The estate gift adds to Beach’s impressive legacy of service and support for Dickinson. He served on the Alumni Council from 1968 to ’74 and was a trustee from 1988 to 2005, when he was awarded emeritus status. Besides establishing the Liselotte von Usedom Beach Scholarship for German majors with his brother and the Walter E. Beach Scholarship, he also provided several historic manuscripts and letters to the college archives, including the text of a rare 1764 speech by John Dickinson.

Walter’s efforts to promote Dickinson were a big part of his daily life. He mentioned the college in conversation at least three times a day—and encouraged others to do so—and scoured newspapers for news that might be useful to Dickinson.

“He was a humongous reader of newspapers,” says Allen. “He’d go through every page of the Sunday New York Times and Washington Post, and if you were on his list, by Wednesday you could expect that something was coming your way.”

These efforts, along with his professional achievements, earned Walter the college’s distinguished alumni award in 1992 and a posthumous honorary doctor of public service in 2006. “What made Walter’s passion for Dickinson’s history so unusual was the way he embraced and acted upon it,” said President William G. Durden ’71 during the degree-conferring ceremony.

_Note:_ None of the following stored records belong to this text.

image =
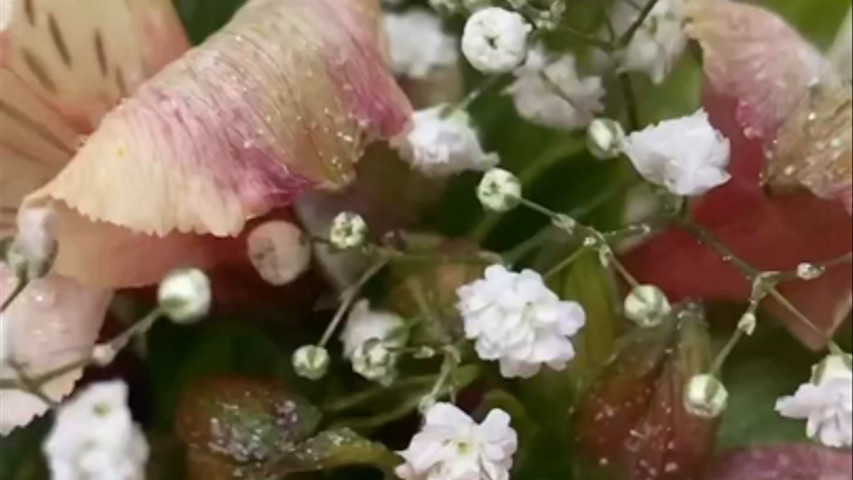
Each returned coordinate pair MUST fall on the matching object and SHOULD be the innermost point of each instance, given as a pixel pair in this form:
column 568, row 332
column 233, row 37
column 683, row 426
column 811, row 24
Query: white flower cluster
column 518, row 321
column 370, row 339
column 826, row 403
column 685, row 155
column 443, row 143
column 94, row 438
column 418, row 43
column 451, row 446
column 549, row 92
column 658, row 43
column 495, row 40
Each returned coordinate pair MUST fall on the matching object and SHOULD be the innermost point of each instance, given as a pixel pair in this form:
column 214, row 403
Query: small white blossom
column 443, row 144
column 451, row 446
column 369, row 339
column 686, row 155
column 826, row 402
column 550, row 92
column 94, row 437
column 706, row 396
column 517, row 320
column 658, row 43
column 499, row 190
column 349, row 230
column 495, row 40
column 33, row 249
column 311, row 362
column 185, row 295
column 418, row 43
column 605, row 138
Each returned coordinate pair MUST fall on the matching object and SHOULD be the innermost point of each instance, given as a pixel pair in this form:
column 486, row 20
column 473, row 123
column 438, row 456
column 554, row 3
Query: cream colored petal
column 63, row 65
column 52, row 323
column 280, row 101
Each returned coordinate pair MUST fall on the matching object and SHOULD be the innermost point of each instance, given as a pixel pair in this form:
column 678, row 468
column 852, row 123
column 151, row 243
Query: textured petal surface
column 753, row 55
column 63, row 65
column 54, row 321
column 784, row 462
column 282, row 99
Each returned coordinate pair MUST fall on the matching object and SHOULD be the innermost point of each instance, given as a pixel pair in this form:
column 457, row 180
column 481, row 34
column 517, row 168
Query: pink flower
column 153, row 156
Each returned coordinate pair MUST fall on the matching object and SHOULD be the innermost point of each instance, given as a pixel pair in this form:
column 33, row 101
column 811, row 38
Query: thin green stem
column 349, row 297
column 566, row 262
column 626, row 38
column 20, row 286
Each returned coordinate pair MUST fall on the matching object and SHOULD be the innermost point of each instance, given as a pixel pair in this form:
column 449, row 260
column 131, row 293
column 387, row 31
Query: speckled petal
column 282, row 100
column 753, row 55
column 53, row 322
column 63, row 65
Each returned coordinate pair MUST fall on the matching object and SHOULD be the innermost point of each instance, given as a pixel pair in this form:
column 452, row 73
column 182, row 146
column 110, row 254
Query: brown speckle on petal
column 38, row 70
column 58, row 40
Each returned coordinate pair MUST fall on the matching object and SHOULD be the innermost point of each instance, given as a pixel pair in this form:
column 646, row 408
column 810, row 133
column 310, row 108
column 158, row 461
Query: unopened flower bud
column 499, row 190
column 311, row 362
column 279, row 251
column 32, row 252
column 184, row 295
column 831, row 367
column 647, row 306
column 604, row 138
column 349, row 230
column 808, row 271
column 375, row 362
column 706, row 396
column 748, row 323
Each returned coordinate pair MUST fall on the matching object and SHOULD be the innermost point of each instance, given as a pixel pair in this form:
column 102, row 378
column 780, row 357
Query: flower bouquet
column 426, row 240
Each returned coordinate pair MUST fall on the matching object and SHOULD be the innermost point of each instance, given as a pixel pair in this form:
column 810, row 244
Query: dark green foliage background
column 560, row 174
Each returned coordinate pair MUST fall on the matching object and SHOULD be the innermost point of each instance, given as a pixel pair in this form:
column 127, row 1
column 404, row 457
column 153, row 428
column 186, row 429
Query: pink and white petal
column 81, row 58
column 755, row 56
column 63, row 65
column 280, row 101
column 52, row 323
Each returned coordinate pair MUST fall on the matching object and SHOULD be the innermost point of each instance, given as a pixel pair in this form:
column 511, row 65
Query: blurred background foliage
column 558, row 172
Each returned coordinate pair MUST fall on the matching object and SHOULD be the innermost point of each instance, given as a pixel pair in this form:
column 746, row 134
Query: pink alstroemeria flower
column 787, row 113
column 154, row 156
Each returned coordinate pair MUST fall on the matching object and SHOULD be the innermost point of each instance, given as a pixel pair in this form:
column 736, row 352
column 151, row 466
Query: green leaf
column 763, row 368
column 203, row 17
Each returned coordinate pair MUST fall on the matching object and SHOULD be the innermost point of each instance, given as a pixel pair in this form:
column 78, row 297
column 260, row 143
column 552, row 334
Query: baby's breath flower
column 94, row 437
column 349, row 230
column 451, row 446
column 499, row 190
column 515, row 319
column 184, row 295
column 418, row 43
column 686, row 155
column 370, row 338
column 551, row 93
column 647, row 305
column 826, row 403
column 660, row 41
column 444, row 143
column 311, row 362
column 706, row 396
column 604, row 138
column 495, row 40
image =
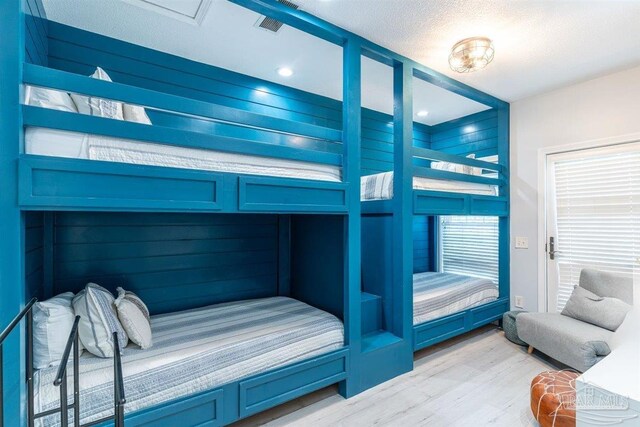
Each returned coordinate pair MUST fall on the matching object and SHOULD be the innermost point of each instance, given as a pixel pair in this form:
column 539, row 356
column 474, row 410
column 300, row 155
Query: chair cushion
column 605, row 312
column 575, row 343
column 607, row 284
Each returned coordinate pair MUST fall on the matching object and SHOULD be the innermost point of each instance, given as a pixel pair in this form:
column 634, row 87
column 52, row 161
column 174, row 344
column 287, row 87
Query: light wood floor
column 477, row 379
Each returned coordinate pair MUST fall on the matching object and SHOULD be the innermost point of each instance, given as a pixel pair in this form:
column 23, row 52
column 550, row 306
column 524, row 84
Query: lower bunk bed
column 211, row 366
column 446, row 305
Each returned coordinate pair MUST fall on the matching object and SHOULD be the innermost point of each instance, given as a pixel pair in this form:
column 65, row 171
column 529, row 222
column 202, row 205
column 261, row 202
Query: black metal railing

“But Walter’s interest in Dickinson was not confined to the past,” Durden continued. “He understood that it was just as important to nurture current connections that would, in turn, be essential for Dickinson’s future. And connect he did! I am sure we were not alone in the President’s Office at Dickinson when we used to speculate that Walter single-handedly kept the U.S. Postal Service in the black. And that was before he discovered the power and ease of e-mail!”

As Allen considers how this estate gift adds to his brother’s legacy, he notes that those connections and their impact help to keep Walter’s memory alive. Having visited the campus this fall for Homecoming & Family Weekend, he thought of Walter when he saw the Benjamin Rush portrait by Thomas Sully, which recently came to Dickinson via Lockwood Rush, a descendent of the college’s founder whom Walter introduced to the college.

“You look at this portrait, and there’s Walter again,” Allen says with a laugh. “And that’s really how I remember him—always making those connections.”